The Kunming Institute of Zoology under the Chinese Academy of Sciences announced on Monday that it has launched an investigation into a study by a primary school student that won an award in a national-level youth technology contest. The institute said that the author is a child of a research fellow at the institute.
The work focuses on a colorectal cancer related gene study, and won third prize at the 34th China Adolescents Science and Technology Innovation contest (CASTIC), an annual event held by major institutions like the China Association for Science and Technology and Ministry of Education, and attracts around 10 million young contestants nationwide every year. It also won first prize at a provincial-level technology innovation contest in South China's Yunnan province.
The work was released on the CASTIC official website and its publicly-released information shows that part of it was carried out at the Kunming institute, with the only researcher a sixth grader, surnamed Chen, from the Panlong district of Kunming city, the capital of Yunnan province, thepaper.cn reported.
The pupil's work is based on a gene that Chinese researchers previously identified from domestic animals adaption to the Qinghai-Tibetan Plateau environment. A related study was published online in the National Science Review in December 2019.
Zhang Yaping and Chen Yongbin, two corresponding authors of the study, are from the Kunming institute, while another two are from the Yunnan Agricultural University and Chinese Academy of Agricultural Sciences.
What's more, the research direction of Chen Yongbin, from the Kunming institute, overlaps with the content of the questioned study by the primary student, according to media reports.
The student also wrote in his experiment notes released online that he was brought into the Kunming institute to join research work with "Teacher Chen" and "Teacher Yang", who some netizens believed are parents of the young student as they helped him finish his work.

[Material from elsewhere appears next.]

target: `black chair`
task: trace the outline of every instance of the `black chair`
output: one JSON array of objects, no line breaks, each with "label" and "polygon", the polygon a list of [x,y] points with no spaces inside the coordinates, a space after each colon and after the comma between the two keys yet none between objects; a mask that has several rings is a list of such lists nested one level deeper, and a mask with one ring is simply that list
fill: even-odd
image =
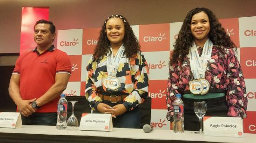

The child's experiment notes indicate that he had little knowledge about genes and even searched on the internet what genes are when beginning his research.
His work sparked wide questions considering the difficulty of the research and the young age of the author, with many questioning that it may have involved academic fraud. "He said he needs to check what gene is on internet, it is even dubious as to whether the child has learned anything about biochemistry," one netizen commented.
Some said that the level of the research is equivalent to that of graduate students or even doctoral students, majoring in medicine or life sciences.
"You seem to tell me that a two-year-old toddler can just walk and overtake Usain Bolt in the sprint. Doing hard research is not as good as having good parents," another netizen questioned.
"This is a misuse of precious national resources for personal gain, and it should be punished," one netizen commented.